Continua nel frattempo l’ondata di cordoglio per la morte di Diego Armando Maradona. Commovente e spettacolare l’omaggio del Boca Juniors, la squadra del cuore della famiglia del campione, nello storico stadio della Bombonera. Ad assistere, proprio dal palco dove era solito stare Diego, la figlia Dalma che non è riuscita a trattenere le lacrime mentre il marito la stringeva in un abbraccio.

Il toccante tributo è avvenuto in occasione della partita Boca-Newell's Old Boys, incredibilmente le ultime due squadre in cui ha giocato il fuoriclasse argentino. Prima del fischio d’inizio i giocatori si sono stretti a centrocampo in un minuto dii silenzio. Gli spalti, vuoti per le disposizioni anti-covid, sono stati riempiti dal grande ‘Gracias’ della scenografia e dal simbolo dell'infinito accostato al 1960, anno di nascita del calciatore. 

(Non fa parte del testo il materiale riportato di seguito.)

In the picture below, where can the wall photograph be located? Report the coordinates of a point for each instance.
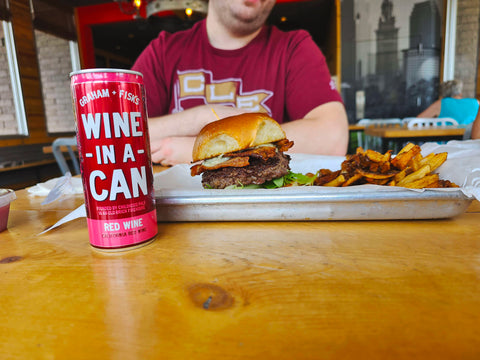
(390, 57)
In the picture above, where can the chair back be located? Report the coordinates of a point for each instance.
(380, 122)
(58, 147)
(366, 142)
(430, 122)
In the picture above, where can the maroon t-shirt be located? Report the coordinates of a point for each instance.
(281, 73)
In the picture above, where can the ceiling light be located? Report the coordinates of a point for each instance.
(157, 6)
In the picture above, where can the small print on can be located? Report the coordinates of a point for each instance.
(114, 150)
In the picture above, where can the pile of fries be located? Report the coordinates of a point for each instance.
(407, 169)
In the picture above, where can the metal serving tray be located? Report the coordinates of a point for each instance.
(180, 197)
(305, 206)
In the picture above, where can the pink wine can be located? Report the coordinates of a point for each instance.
(114, 150)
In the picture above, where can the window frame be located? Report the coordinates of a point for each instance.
(19, 105)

Tutti i giocatori del Boca hanno indossato la maglia con la scritta ‘Maradona’ sulle spalle e al momento del gol di Cardona sono corsi sotto il palco ad applaudire la primogenita del campione, a cui hanno dedicato la vittoria, e che ha risposto con un "Grazie, grazie di cuore”. 

L’addio di Messi al 'Diez'

Anche Lionel Messi con la maglia numero 10 del Newells Old Boys ha detto addio al suo idolo con le braccia alzate al cielo. Il fuoriclasse del Barcellona ha dedicato così a Diego Maradona la rete segnata nel match tra Barcellona e Osanuna. Messi ha tolto la divisa blaugrana per esporre quella che aveva sotto della squadra argentina. Un gesto che gli è costato l’ammonizione ma che ha ricordato al mondo il profondo legame tra i due fuoriclasse argentini.